Birmania. Il dramma dei Rohingya, perseguitati dai buddisti e esuli in casa loro

di C. Alessandro Mauceri

Continua il massacro della minoranza musulmana Rohingya in fuga verso il Bagladesh. Duri scontri sono stati registrati in diversi siti non lontani dal confine con il Myanmar. Attualmente sono almeno 69mila i Rohingya in fuga per sottrarsi alle violenze della maggioranza buddista in Myanmar dove comincia a farsi notare l’incapacità della leader Aung San Suu Kyi, già insignita del premio Nobel per la Pace nel 1991 (ma potè ritirarlo solo nel 2012) di fronteggiare questa situazione. Quella musulmana è una minoranza ormai divenuta apolide dato che è stata loro negata la cittadinanza. Si parla di circa 1,1 milioni di musulmani che vivono in condizioni simili alla segregazione razziale nel nordovest della Birmania, al confine con il Bangladesh.
H.T. Imam, consigliere politico del primo ministro del Bangladesh Sheikh Hasina, ha detto che “Coloro che sono assolutamente impotenti – donne con bambini e anziani – riceveranno rifugio temporaneo”. “Stiamo facendo questo ad un costo pesante. Sono cittadini del Myanmar e devono essere ripresi”.
A preoccupare sono infatti i numeri del problema: sono circa 1,1 milioni i Rohingya musulmani che vivono nello stato di Rakhine del Myanmar. Qui sono in atto restrizioni ai movimenti e viene loro negata la cittadinanza. Di fatto, come già denunciammo molto tempo fa in Myanmar, sono considerati “clandestini provenienti dal Bangladesh”.
“Sinora si è parlato di centinaia di morti. Questa potrebbe essere una stima troppo bassa, potrebbe trattarsi di migliaia”, ha riferito (a patto di rimanere anonimo) uno dei due funzionari che lavorano per diverse agenzie Onu in Bangladesh che hanno denunciato una volta di più la situazione. Entrambi hanno espresso preoccupazione sul fatto che il mondo non abbia compreso appieno la gravità della situazione.
Un rapporto ufficiale dell’Alto commissariato Onu per i diritti umani diffuso il 3 febbraio parla di uccisioni di massa e stupri di gruppo ai danni dei Rohingya, che rappresenterebbero crimini contro l’umanità.
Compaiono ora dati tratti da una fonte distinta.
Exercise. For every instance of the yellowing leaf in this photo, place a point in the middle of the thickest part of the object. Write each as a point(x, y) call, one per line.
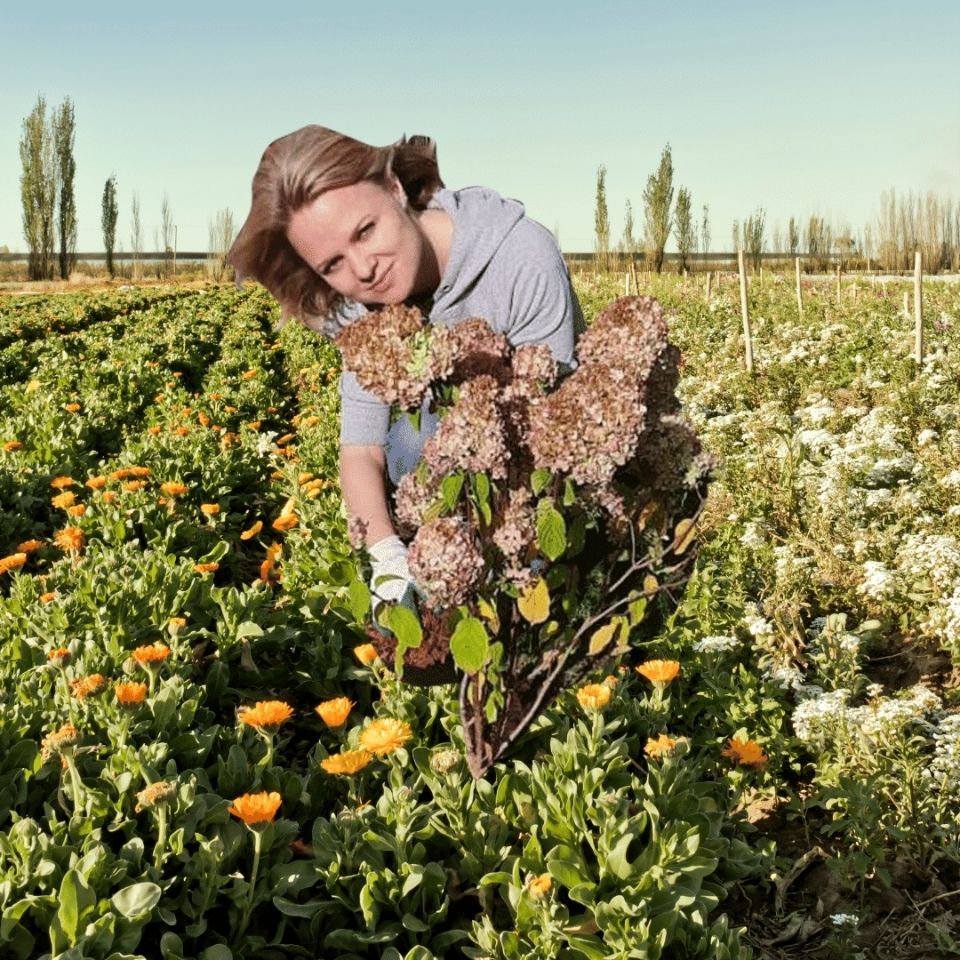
point(534, 602)
point(684, 535)
point(602, 637)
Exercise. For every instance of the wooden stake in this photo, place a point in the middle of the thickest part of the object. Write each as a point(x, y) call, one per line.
point(918, 306)
point(799, 291)
point(745, 310)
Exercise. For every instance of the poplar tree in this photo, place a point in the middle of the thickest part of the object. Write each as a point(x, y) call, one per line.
point(657, 201)
point(601, 220)
point(108, 219)
point(64, 134)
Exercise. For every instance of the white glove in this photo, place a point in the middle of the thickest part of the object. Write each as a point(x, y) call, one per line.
point(390, 579)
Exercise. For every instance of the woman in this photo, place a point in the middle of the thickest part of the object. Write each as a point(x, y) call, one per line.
point(337, 226)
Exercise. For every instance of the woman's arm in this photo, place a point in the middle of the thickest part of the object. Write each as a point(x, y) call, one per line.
point(362, 469)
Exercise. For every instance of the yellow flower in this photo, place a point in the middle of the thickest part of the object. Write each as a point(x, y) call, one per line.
point(594, 696)
point(265, 713)
point(334, 712)
point(383, 736)
point(14, 562)
point(256, 808)
point(346, 763)
point(130, 694)
point(151, 653)
point(747, 753)
point(659, 672)
point(366, 653)
point(540, 886)
point(663, 744)
point(70, 538)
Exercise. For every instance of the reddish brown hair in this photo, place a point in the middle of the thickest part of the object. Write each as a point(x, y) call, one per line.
point(293, 172)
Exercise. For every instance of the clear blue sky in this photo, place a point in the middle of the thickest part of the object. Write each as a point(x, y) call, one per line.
point(796, 108)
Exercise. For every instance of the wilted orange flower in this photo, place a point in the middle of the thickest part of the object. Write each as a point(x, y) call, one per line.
point(594, 696)
point(747, 753)
point(659, 672)
point(130, 694)
point(346, 763)
point(286, 521)
point(70, 538)
point(663, 744)
point(84, 686)
point(151, 653)
point(540, 886)
point(384, 736)
point(265, 713)
point(14, 562)
point(334, 712)
point(366, 653)
point(256, 808)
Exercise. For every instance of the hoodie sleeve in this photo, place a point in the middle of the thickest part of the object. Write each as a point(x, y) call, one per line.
point(543, 306)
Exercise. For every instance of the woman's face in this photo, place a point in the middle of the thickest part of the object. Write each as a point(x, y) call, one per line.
point(362, 241)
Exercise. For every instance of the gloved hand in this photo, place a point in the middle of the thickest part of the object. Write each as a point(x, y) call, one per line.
point(390, 579)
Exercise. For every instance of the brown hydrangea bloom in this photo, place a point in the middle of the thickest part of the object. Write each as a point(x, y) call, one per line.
point(446, 561)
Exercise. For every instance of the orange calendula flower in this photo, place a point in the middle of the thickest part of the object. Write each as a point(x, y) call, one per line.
point(383, 736)
point(659, 672)
point(748, 753)
point(346, 763)
point(83, 687)
point(151, 653)
point(70, 538)
point(540, 886)
point(366, 653)
point(14, 562)
point(594, 696)
point(265, 713)
point(256, 808)
point(663, 744)
point(130, 694)
point(286, 521)
point(334, 712)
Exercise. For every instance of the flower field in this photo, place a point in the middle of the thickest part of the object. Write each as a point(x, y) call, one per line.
point(202, 757)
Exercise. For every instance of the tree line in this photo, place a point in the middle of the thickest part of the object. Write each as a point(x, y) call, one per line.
point(49, 209)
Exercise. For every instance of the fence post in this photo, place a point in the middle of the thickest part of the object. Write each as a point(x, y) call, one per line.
point(799, 291)
point(745, 310)
point(918, 306)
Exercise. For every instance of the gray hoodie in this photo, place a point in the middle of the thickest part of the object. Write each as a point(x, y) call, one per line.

Il governo guidato da Aung San Suu Kyi, che fino ad ora aveva sempre respinto queste accuse, ha detto che avvierà un’inchiesta per verificare la veridicità del contenuto del documento.
Pochi giorni fa sono avvenuti degli incontri a Dhaka tra Imam e il ministro degli Esteri A.H. Mahmood Ali, al quale hanno partecipato diplomatici provenienti da diversi paesi tra cui Stati Uniti, Arabia Saudita e Myanmar. Il problema più che religioso pare essere economico: il Bangladesh chiede fondi e aiuti economici per attuare un piano (criticato da più soggetti) di trasferire i rifugiati dal Myanmar ad un’isola nel Golfo del Bengala chiamata Thengar Char. “Il ministro degli Esteri ha chiesto l’aiuto internazionale anche per accogliere la popolazione Rohingya” ha detto Imam.
Una soluzione che non risolverebbe il problema e non solo per il numero di persone in fuga, ma anche per le condizioni dei luoghi che dovrebbero ospitare gli esuli: il generale Mohammad Mia Zainul Abedin, dopo aver visitato Thengar Char, ha chiesto all’amministrazione locale di istituire un eliporto, un molo, un pozzo profondo da cui attingere acqua potabile e altre infrastrutture per rendere l’isola vivibile.